Hollow Knight was excellent, and rightly lauded, but it didn’t reinvent the genre or even kick off any of those trends. Salt and Sanctuary was doing Soulslike-meets-metroidvania a year earlier, and the first Ori game was a year before that. It’s been influential, no doubt, but it was primarily just an exciting and creative take on a trend that was already well in motion. A standout in a crowd.
After six years of hype and speculation, I can’t help but feel Silksong will have to be a lot more than that to satisfy its rabid fanbase. Surely just another good slice of Hollow Knight won’t suffice? It will need to be revolutionary, ground-breaking, and wildly ambitious, or else be deemed an underwhelming climax to over half a decade of build up.
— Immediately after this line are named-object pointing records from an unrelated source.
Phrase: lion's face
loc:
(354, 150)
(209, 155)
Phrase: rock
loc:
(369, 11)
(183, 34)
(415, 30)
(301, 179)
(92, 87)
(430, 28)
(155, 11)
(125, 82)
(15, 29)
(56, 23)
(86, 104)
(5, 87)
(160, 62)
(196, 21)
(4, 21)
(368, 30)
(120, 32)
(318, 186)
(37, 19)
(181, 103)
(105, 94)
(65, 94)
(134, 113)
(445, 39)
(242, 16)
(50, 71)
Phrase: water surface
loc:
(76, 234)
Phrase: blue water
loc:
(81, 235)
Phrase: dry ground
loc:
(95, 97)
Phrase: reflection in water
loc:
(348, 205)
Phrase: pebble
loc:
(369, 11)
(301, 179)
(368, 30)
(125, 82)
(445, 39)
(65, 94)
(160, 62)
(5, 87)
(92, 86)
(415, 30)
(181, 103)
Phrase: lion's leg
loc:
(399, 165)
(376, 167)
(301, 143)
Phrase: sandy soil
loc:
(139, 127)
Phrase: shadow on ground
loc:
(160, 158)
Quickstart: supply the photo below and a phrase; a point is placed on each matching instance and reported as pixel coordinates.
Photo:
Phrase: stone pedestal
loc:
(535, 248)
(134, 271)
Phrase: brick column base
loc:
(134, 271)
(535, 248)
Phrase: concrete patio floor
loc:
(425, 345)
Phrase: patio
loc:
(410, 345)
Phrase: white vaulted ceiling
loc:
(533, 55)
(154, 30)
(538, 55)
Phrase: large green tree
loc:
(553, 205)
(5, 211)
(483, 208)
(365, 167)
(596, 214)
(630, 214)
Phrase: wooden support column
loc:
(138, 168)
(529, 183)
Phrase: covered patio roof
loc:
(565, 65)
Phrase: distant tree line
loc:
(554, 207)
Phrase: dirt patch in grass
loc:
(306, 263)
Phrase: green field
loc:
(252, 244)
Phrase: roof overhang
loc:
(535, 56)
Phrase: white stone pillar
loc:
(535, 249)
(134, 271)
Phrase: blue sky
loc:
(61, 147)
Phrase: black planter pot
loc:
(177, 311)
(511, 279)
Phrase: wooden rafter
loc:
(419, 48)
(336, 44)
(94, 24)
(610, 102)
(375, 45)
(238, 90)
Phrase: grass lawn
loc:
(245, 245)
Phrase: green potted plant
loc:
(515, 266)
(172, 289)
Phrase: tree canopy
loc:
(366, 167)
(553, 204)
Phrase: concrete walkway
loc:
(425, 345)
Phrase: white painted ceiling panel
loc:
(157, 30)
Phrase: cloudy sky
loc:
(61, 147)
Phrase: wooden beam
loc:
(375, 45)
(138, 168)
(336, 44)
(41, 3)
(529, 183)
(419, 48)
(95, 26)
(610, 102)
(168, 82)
It’s the same problem that trapped Duke Nukem Forever in development for 14 years.
I suspect that in itself is a huge part of why it’s taken so long to reach us in the first place. It’s the same problem that trapped Duke Nukem Forever in development for 14 years. After a massive success, the resources are there to really take your time on the follow-up, but the more time that passes, the more the pressure grows. That leads to the developer constantly expanding the scope or reinventing the game, which takes up yet more time, during which expectations continue to grow, and plans must be scaled up all the more to keep pace with them.
In Duke Nukem’s case, that vicious circle ended in disaster, with the studio dissolved and its work left to rot until it was salvaged into a sorry but at least releasable form by Gearbox Software. And in many ways, Team Cherry’s task has only been harder—similarly unwieldy levels of hype, but with a team of only three still relatively inexperienced developers trying to meet them. Hollow Knight was an incredible debut, but it was still a debut—Silksong will only be their second ever full game release, remember.
I don’t say any of this to wish doom on Team Cherry—far from it. I loved Hollow Knight and I’m rooting for the team 100%. I just worry that developer and fans together may have created an impossible situation for this game to launch into—and if it does end up struggling to match the version people have created in their heads, I dread to think how a community this invested will react.